子供の頃に一回、羽ペンに憧れてこっそりじぃじの書斎の机から羽ペンをくすねたことがある。
じぃじが使っていた羽根ペンは黒が基調となっていて羽根がふさふさしていて、いつまでも触っていたかった。
けどその後にバレてこっぴどく怒られちゃったけど…
それから私がその羽根ペンを手にしたのはじぃじが死んで一ヶ月のことだった。
書斎の掃除をしていたら出てきたのだ。
紙に試し書きをしてみたらまだ使える。
じぃじの形見だと思ってもらった。
今では私の大切な宝物となっている。

「……っと、こんなとこかな」

私は羽根ペンを置き、ノートを閉じる。
私はたまに自分の持っているものをモチーフにこうやって小説をノートに書くのが趣味なのだ。

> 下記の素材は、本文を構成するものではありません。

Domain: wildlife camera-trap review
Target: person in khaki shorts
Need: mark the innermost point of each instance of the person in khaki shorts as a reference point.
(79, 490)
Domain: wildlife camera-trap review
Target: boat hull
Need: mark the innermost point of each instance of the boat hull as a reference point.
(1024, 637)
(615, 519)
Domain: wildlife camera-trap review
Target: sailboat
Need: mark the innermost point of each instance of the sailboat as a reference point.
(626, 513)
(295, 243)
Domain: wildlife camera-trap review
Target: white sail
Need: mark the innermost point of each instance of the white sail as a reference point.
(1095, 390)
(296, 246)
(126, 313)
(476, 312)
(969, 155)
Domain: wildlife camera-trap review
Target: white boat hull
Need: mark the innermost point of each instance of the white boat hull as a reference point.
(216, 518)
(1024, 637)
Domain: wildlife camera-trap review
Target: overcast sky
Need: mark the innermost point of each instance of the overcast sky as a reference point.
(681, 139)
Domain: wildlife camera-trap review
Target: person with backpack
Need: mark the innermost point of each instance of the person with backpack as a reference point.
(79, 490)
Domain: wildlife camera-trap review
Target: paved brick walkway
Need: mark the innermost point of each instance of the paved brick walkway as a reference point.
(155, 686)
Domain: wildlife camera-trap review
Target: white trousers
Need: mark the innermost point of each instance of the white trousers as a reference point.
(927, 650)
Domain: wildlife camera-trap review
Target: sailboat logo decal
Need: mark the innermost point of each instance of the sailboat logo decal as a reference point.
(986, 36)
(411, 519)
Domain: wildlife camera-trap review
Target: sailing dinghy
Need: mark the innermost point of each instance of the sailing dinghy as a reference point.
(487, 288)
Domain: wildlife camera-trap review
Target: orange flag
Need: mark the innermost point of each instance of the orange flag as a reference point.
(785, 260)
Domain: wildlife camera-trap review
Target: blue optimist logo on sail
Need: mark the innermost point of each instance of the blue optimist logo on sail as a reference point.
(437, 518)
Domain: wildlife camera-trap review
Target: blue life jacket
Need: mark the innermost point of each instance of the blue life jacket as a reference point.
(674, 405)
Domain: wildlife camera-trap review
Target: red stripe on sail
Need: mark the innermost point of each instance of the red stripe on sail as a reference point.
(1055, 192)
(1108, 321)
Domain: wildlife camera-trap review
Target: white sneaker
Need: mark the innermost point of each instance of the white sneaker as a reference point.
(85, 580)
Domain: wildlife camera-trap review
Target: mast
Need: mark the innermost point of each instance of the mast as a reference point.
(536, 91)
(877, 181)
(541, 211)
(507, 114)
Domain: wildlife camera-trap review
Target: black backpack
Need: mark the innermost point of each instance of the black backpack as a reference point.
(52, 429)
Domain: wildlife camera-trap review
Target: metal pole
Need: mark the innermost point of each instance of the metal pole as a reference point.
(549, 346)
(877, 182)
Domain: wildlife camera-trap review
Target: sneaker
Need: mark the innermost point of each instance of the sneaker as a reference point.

「最近はなんかスランプ気味なのかな…一回書くことから離れてみようかな?」

文章に魅力も感じなくなってきたし、書き始めた当初よりもワクワク感がなくなった気がする。
暗い気持ちのまま、椅子から立ち上がり部屋の電気を消す。
部屋のドアを閉めた。
じぃじの羽根ペンは暗闇の中、黒と同化して見えなくなった。